Belvedere 21

Oswald Oberhuber

09 Mar - 26 Jun 2016

Exhibition view Oswald Oberhuber, 2016
Photo: © Belvedere, Vienna
9 March - 26 June 2016

Curated by Luisa Ziaja and Alfred Weidinger

Oswald Oberhuber (b. 1931) is one of the most influential living Austrian artists. The current retrospective at 21er Haus can be seen as the most comprehensive presentation of Oberhuber’s work to date, showcasing his prolific output from the late 1940s to the present through approximately 300 objects, including informal sculpture, drawings and paintings, collages, assemblages, writing and number pictures, big fabric works, and many more.

“People shouldn’t develop a style; really, every image should be new. At some point, you get into a routine and know how things will turn out. As soon as I feel like that, I’m bored.”

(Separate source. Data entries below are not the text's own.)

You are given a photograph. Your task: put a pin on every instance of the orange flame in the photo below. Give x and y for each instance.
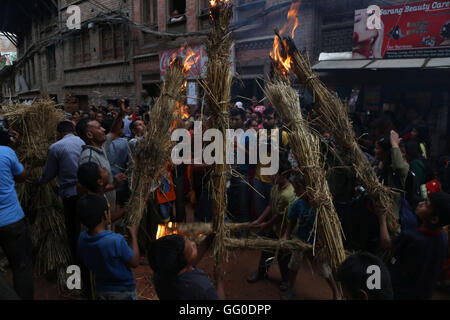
(193, 59)
(166, 230)
(169, 229)
(285, 63)
(180, 113)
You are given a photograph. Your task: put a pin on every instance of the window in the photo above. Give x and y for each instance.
(112, 40)
(81, 49)
(150, 13)
(204, 6)
(51, 63)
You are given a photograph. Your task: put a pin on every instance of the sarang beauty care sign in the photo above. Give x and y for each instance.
(413, 30)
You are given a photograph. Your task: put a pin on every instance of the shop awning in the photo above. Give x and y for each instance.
(396, 64)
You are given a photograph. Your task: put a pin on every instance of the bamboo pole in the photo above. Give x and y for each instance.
(153, 150)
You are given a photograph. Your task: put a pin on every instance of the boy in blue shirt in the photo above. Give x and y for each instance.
(420, 253)
(106, 254)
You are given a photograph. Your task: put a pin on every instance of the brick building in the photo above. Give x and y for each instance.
(75, 67)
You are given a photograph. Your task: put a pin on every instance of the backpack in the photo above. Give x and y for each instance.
(408, 220)
(409, 201)
(444, 173)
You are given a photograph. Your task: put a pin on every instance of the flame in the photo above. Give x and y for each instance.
(166, 230)
(292, 20)
(284, 63)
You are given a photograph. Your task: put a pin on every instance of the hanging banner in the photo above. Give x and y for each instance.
(413, 30)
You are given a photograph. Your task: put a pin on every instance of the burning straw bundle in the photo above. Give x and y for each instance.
(306, 149)
(36, 125)
(334, 118)
(153, 150)
(217, 96)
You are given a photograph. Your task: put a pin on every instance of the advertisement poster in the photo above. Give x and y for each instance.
(165, 58)
(372, 98)
(413, 30)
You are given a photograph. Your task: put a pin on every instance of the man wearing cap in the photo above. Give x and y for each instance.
(62, 163)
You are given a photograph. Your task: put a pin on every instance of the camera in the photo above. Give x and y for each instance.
(4, 128)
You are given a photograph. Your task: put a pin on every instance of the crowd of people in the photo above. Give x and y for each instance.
(92, 161)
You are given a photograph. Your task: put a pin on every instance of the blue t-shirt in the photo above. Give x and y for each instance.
(106, 255)
(418, 259)
(10, 209)
(304, 214)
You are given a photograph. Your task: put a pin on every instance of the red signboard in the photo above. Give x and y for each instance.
(412, 30)
(165, 57)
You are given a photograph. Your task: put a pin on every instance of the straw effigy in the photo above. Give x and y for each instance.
(334, 119)
(217, 86)
(205, 228)
(153, 150)
(36, 125)
(306, 149)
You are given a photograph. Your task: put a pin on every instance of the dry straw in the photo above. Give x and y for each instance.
(36, 125)
(306, 149)
(334, 119)
(152, 152)
(217, 86)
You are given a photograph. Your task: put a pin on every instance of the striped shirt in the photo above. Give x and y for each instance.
(62, 163)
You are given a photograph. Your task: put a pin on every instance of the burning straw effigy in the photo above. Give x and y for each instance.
(217, 86)
(36, 125)
(333, 118)
(153, 150)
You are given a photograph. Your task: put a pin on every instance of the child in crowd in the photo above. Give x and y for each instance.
(419, 254)
(173, 260)
(106, 254)
(302, 215)
(354, 274)
(272, 220)
(92, 178)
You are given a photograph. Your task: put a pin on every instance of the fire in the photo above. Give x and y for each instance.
(166, 230)
(292, 20)
(180, 113)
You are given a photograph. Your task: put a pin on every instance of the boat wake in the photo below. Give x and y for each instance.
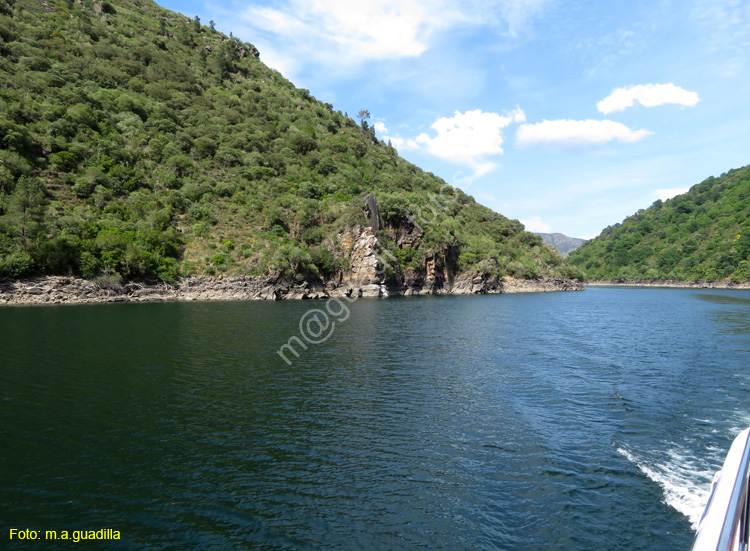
(685, 482)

This Principle of Permanent Change refers not only to Oswald Oberhuber’s artistic practice, but also to his roles as exhibition maker, gallery owner, professor and director at the University of Applied Arts Vienna.
Oswald Oberhuber’s work represents permanent change and hence a radical break with the idea of a homogeneous, stylistically consistent oeuvre – he is, as it were, a postmodern artist avant la lettre. This is reflected in the diversity of the exhibition. “Simultaneously”, say the curators Luisa Ziaja and Alfred Weidinger, “throughout the diverse range of styles, media, materials and techniques used, ultimately Oswald Oberhuber is always visible. His approach to form and colour, his focus on the line, are common themes that run through his work and are made strikingly apparent in the way the works are positioned opposite and alongside each other in this exhibition. Based on an idea by Oberhuber himself, the exhibition architecture for the 21er Haus and its interplay with the artworks on display facilitate precisely that: surprising moments between reorientation and continuity.”
Pioneer of Informal Art in Austria

Oswald Oberhuber initially learnt sculpture at the federal vocational school in Innsbruck, Tyrol. At barely twenty years old, he developed an entirely independent artistic approach to French post-war art, particularly Tachisme and Informalism in the media of drawing, painting and sculpture. This non-figurative art – also called Lyrical Abstraction – aspires to completely dissolve form by means of a spontaneous, subconscious creative process. Not only is Oberhuber one of the first informal artists in Austria, but rather by translating these principles from painting into his concept of informal sculpture he also made a unique contribution in an international context. These works are mostly realized as three-dimensional spatial drawings made of plaster, wire and other fragile materials. They contrast radically with the then canonical vocabulary of modernism in general and post-cubist sculpture in particular. In the mid-1950s, at the height of the Informalism Oberhuber brought this phase to a close, started working realistically and took the first of a great number of artistic leaps, which would define his work from this moment on.
Permanent Change

Oberhuber followed this pattern of surprising new beginnings – a testament to his open and agile mind – with great consistency. Referring to Leon Trotsky’s theory of Permanent Revolution, he set forth his Principle of Permanent Change in Art in 1956. Always evading definition and categorization, unaffected by reservations, Oberhuber explores a wide range of artistic movements, discovers and devises, experiments and assimilates, to exhaust each potential before moving on to the next new thing. His anti-heroic approach to art manifests itself in his constant questioning of his own method as well as the parameters of the artistic production of meaning and the concepts of work and author, which repeatedly begin to unravel.